Pierwszym czynnikiem niesprzyjającym dochowaniu wierności jest kontekst społeczny i kulturowy, w którym się poruszamy. Żyjemy zanurzeni w tak zwanej kulturze fragmentu, tego, co prowizoryczne, co może prowadzić do życia «a la carte» i stania się niewolnikami mód. Ta kultura budzi potrzebę, aby mieć zawsze «boczne drzwi», otwarte na inne możliwości, podsyca konsumpcjonizm i zapomina o pięknie życia prostego i surowego, wywołując bardzo często poczucie wielkiej pustki egzystencjalnej.

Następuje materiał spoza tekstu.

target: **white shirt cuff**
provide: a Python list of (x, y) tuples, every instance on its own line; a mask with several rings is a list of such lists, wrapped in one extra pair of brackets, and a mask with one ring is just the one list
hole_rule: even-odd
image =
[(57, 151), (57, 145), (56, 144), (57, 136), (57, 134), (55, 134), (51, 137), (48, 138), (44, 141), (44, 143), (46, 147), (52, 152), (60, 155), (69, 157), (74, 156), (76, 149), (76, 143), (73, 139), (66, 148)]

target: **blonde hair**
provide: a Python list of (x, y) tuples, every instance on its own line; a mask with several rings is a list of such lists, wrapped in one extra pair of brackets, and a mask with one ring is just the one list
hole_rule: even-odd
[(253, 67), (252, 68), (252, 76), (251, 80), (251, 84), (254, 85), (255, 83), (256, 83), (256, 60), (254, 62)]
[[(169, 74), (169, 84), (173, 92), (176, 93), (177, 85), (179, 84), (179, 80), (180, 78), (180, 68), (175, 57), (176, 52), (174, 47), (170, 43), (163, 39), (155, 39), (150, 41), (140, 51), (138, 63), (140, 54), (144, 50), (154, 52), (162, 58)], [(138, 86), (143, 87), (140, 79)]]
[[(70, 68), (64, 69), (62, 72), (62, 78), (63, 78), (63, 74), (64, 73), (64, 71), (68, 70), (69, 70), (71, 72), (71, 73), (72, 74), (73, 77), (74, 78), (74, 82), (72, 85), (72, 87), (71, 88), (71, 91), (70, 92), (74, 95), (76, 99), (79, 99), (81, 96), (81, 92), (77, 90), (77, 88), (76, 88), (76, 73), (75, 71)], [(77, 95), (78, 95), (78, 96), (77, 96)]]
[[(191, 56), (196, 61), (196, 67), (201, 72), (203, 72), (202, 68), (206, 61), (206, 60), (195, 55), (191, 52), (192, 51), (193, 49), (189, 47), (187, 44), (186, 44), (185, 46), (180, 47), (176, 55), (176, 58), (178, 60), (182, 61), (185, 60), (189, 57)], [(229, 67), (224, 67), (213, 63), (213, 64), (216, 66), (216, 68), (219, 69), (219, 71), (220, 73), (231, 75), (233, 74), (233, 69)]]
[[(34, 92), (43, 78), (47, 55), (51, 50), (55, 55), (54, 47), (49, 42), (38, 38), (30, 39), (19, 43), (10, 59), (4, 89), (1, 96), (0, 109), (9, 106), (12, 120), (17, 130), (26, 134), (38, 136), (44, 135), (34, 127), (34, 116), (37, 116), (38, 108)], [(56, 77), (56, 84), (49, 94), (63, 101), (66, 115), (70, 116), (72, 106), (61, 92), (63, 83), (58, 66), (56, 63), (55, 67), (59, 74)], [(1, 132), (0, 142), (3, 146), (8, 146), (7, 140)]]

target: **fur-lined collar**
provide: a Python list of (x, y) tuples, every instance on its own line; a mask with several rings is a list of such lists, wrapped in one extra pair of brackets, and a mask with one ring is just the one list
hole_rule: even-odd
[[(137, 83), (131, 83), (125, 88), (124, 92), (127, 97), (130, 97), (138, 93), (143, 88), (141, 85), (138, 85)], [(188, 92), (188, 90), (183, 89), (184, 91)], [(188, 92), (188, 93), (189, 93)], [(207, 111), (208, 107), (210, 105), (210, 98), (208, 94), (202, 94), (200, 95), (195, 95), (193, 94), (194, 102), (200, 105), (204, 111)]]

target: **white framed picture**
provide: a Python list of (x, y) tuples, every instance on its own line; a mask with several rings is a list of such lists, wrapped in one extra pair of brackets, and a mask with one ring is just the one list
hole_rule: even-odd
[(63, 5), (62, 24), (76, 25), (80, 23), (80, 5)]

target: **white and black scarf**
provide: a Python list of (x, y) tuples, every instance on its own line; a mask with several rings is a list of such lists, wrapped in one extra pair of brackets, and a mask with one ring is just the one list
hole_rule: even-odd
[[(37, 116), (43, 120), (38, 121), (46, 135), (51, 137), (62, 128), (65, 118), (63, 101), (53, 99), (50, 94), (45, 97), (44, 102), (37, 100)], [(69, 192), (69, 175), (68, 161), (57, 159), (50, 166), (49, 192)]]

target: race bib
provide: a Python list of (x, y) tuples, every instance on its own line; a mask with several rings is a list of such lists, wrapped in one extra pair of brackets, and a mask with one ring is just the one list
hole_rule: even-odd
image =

Rozpowszechnił się także silny relatywizm praktyczny, w myśl którego wszystko jest oceniane w perspektywie samorealizacji, niejednokrotnie nie mającej związku z wartościami Ewangelii. Żyjemy w społeczeństwie, w którym zasady gospodarcze zastępują zasady moralne, dyktują prawa i narzucają własne systemy odniesienia, z uszczerbkiem dla wartości życia; w społeczeństwie, w którym dyktatura pieniądza i zysku broni wizji życia, według której ten, kto nie przynosi zysku, zostaje odrzucony. W tej sytuacji jasne jest, że najpierw trzeba poddać się ewangelizacji, aby później zaangażować się w ewangelizowanie.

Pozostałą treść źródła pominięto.